Statü ve Rollerden Önce İnsan

Felsefe

Statü ve Rollerden Önce İnsan

Fahri Atasoy

İnsan üzerine düşünmenin birçok boyutu var. Mantık, düşünme esnasında kavramlar kullandığımızı tespit eder. Kavramlar düşünme esnasında gerçekliğin zihindeki yansıması olarak kabul edilir. O zaman gerçeklik alanı farklı özelliklerine göre birbirinden ayrılarak kavramsallaştırılır.

Mesela doğa dediğimiz kavram böyledir. İnsan da böyle bir kavramsallaştırmadır. İnsan nedir üzerine üretilen düşüncelerden insan felsefesi adını verdiğimiz bir alan doğmuştur. İnsanın diğer varlıklar içindeki yerini ve anlamını sorgular, belirlemeye çalışır. Hangi özelliklerin insana has olduğunu, hangi özelliklerin kavramın (insanın) ayırımında yer aldığını anlamak ister. Bunlar insanın ayırt edici ve tanımlayıcı özellikleridir. Bunu yaparken insanı bölmez, parçalamaz, bütünlüğü içinde ele alır.

İnsan bu bağlamda insandır. Kadın, erkek, çocuk, yaşlı, zengin, fakir, siyah, beyaz değildir. Açlık sınırında hayatını sürdüren de insandır, köşklerde saraylarda sefa süren de…

İlk düşünürlerin insan ile ilgili dikkatlerini çeken en önemli özellik insanın ruh veya akıl sahibi olduğudur. Biyolojik varlığı doğadaki diğer canlılara, özellikle hayvanlara çok benzer. İnsanın biyolojisi doğa yasaları içinde çalışır. Farklılığı ruh veya akıl dediğimiz kısım ile ilgilidir. Toplumsal hayatı da bu farklılığa örnektir. Fakat “toplumsallığı bir doğal durum mudur yoksa sonradan oluşturulan iradi bir durum mudur” konusu önemli bir problemdir.

Platon’a göre toplum ve devlet doğal bir haldir. Bazı Yeni Çağ düşünürleri, J.J.Rousseau gibi, toplum ve devleti bir sözleşmeye dayandırır.

Nihayetinde insanoğlunun bir toplumsal gerçeklik oluşturduğu bir hakikattir. Sosyoloji bu gerçekliğin çözümlemesini yapmak için kurulmuş, geliştirilmiş bir bilimdir. Toplumsal gerçekliğin çok boyutlu olduğu ve ilişkiler ağının çok girift olduğu biraz yakından bakıldığında anlaşılır.

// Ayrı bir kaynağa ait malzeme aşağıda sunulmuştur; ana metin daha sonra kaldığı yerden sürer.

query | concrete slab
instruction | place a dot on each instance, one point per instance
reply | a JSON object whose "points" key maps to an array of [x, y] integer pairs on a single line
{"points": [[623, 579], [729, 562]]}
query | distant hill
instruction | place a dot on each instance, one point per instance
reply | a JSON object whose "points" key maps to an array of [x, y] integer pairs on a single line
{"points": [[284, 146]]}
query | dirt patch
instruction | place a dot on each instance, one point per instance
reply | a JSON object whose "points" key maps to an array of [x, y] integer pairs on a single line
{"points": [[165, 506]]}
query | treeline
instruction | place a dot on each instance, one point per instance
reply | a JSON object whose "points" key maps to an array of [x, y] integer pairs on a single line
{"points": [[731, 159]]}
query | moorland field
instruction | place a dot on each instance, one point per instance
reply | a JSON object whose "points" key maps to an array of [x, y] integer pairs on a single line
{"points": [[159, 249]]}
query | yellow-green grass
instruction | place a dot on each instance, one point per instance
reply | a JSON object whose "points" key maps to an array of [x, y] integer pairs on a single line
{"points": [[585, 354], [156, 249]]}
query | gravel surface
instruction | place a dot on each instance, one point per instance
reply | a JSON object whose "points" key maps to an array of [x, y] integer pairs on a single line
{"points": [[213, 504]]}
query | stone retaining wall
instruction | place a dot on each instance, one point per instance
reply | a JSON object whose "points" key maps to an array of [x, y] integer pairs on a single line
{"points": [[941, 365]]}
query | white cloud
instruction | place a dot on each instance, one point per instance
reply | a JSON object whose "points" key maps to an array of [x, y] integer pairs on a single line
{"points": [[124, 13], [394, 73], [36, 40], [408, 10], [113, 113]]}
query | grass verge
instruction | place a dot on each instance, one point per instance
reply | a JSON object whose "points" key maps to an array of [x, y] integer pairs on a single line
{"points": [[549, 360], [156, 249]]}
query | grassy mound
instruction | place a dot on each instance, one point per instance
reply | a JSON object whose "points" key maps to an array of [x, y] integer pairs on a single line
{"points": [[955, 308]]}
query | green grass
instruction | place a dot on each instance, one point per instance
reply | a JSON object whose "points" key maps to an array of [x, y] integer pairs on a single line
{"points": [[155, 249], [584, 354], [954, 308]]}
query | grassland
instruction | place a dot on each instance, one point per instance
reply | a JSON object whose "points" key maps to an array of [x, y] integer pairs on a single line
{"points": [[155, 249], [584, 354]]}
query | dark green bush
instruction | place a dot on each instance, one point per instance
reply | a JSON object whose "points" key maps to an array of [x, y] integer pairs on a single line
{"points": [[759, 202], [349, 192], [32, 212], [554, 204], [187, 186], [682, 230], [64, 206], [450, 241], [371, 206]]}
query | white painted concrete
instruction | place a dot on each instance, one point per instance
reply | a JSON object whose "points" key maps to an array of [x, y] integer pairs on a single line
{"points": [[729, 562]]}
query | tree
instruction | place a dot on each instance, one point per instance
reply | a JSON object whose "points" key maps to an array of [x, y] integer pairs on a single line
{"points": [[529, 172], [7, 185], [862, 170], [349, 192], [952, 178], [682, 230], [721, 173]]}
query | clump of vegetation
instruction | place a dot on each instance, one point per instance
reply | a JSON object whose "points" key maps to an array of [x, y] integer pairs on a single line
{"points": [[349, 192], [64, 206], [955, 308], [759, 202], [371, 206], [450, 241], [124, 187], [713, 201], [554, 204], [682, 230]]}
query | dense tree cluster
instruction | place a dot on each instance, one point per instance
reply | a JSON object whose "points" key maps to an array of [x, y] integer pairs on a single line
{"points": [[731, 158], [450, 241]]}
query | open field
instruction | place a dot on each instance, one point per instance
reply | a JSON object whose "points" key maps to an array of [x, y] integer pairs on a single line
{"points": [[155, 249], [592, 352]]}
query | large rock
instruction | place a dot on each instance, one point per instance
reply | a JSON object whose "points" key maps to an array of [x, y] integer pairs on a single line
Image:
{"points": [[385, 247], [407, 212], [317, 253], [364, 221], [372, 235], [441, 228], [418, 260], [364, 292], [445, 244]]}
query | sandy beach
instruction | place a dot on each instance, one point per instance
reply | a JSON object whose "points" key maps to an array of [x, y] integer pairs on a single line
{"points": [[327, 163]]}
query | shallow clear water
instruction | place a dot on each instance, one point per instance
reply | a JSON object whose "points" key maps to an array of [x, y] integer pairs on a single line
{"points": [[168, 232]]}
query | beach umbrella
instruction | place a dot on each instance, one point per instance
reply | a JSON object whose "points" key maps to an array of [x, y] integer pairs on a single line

Artık toplum denilince basit bir kavram akla gelmez. Toplum son derece karmaşık bir gerçekliktir. Anlayabilmek ve çözümleyebilmek için özel çaba gerektirir.

Toplumsal hayat söz konusu olunca, insanların toplum içinde farklı konumlanmaları gözlemlenir. Bu konumlanma biçimi ise zamana ve mekâna göre farklılık gösterir. Konumlanmayı belirleyen ilkeler, değerler, kurallar devreye girer. İlkel toplumlarda bu farklılaşmanın çok olmadığını tahmin etmek zor değildir.

Modern denilen dönemde farklılaşma artmıştır. Aradan geçen uzun asırlar boyunca toplumsal hayata egemen olan ve gelenekselleşen yapılar oluşmuştur. Dünyadaki bütün toplumlarda birbirine benzer yapılanmalardır bunlar.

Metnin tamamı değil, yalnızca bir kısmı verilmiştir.